BGH: Das Privatleben eines Künstlers (Flugzeuge im Bauch ?)
Der hat in einer
neueren Entscheidung jetzt seine Rechtsprechung zur Veröffentlichung von Fotos in der Presse fortgeschrieben.Wie schon in der
Caroline-Entscheidung des BGH, die hier ausführlicher behandelt wurde, wägt das Gericht ab zwischen der Pressefreiheit auf der einen
Seite und dem Persönlichkeitsschutz auf der anderen.
Hierzu hat das Gericht ein abgestuftes Schutzkonzept entwickelt. Dieses ergibt sich aus der Rechtsprechung des Gerichts zu den §§ 22,
23 KUG:
„§ 22
1Bildnisse dürfen nur mit Einwilligung des Abgebildeten verbreitet oder öffentlich zur Schau gestellt werden. 2Die Einwilligung gilt
im Zweifel als erteilt, wenn der Abgebildete dafür, daß er sich abbilden ließ, eine Entlohnung erhielt. 3Nach dem Tode des
Abgebildeten bedarf es bis zum Ablaufe von 10 Jahren der Einwilligung der Angehörigen des Abgebildeten. 4Angehörige im Sinne dieses
Gesetzes sind der überlebende Ehegatte oder Lebenspartner und die Kinder des Abgebildeten und, wenn weder ein Ehegatte oder
Lebenspartner noch Kinder vorhanden sind, die Eltern des Abgebildeten.”

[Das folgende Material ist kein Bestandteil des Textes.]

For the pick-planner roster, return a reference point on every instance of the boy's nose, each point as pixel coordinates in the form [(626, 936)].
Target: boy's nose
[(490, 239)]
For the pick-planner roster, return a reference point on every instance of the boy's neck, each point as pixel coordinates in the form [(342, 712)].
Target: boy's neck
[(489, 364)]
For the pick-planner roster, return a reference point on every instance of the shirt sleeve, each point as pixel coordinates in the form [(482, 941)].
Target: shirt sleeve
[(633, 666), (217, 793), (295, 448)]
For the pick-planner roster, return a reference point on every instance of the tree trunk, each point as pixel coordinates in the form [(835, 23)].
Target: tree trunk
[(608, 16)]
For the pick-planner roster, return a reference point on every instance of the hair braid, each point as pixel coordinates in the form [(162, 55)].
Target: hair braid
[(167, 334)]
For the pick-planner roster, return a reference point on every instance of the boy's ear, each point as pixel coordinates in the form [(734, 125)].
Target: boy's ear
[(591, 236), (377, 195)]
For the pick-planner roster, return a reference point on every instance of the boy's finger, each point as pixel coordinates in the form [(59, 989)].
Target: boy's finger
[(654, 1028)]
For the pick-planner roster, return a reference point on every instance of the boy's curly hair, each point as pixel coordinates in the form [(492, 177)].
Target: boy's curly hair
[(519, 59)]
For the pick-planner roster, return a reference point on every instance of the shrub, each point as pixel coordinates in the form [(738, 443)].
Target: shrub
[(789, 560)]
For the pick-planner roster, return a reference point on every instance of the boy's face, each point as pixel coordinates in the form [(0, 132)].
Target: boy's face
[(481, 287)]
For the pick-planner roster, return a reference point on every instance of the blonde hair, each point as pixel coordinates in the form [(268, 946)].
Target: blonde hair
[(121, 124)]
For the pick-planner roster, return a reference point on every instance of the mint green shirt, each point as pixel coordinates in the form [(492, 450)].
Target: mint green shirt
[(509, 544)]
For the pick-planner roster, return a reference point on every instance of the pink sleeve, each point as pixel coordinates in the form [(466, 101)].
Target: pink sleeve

und quasi als Pendant zu dieser Vorschrift der
„§ 23
(1) Ohne die nach § 22 erforderliche Einwilligung dürfen verbreitet und zur Schau gestellt werden:
1. Bildnisse aus dem Bereiche der Zeitgeschichte; 2. Bilder, auf denen die Personen nur als Beiwerk neben einer Landschaft oder
sonstigen Örtlichkeit erscheinen; 3. Bilder von Versammlungen, Aufzügen und ähnlichen Vorgängen, an denen die dargestellten Personen
teilgenommen haben; 4. Bildnisse, die nicht auf Bestellung angefertigt sind, sofern die Verbreitung oder Schaustellung einem höheren
Interesse der Kunst dient.
(2) Die Befugnis erstreckt sich jedoch nicht auf eine Verbreitung und Schaustellung, durch die ein berechtigtes Interesse des
Abgebildeten oder, falls dieser verstorben ist, seiner Angehörigen verletzt wird.” Damit ist das Spannungsfeld definiert, in welchem
sich insbesondere die yellow-press bewegt.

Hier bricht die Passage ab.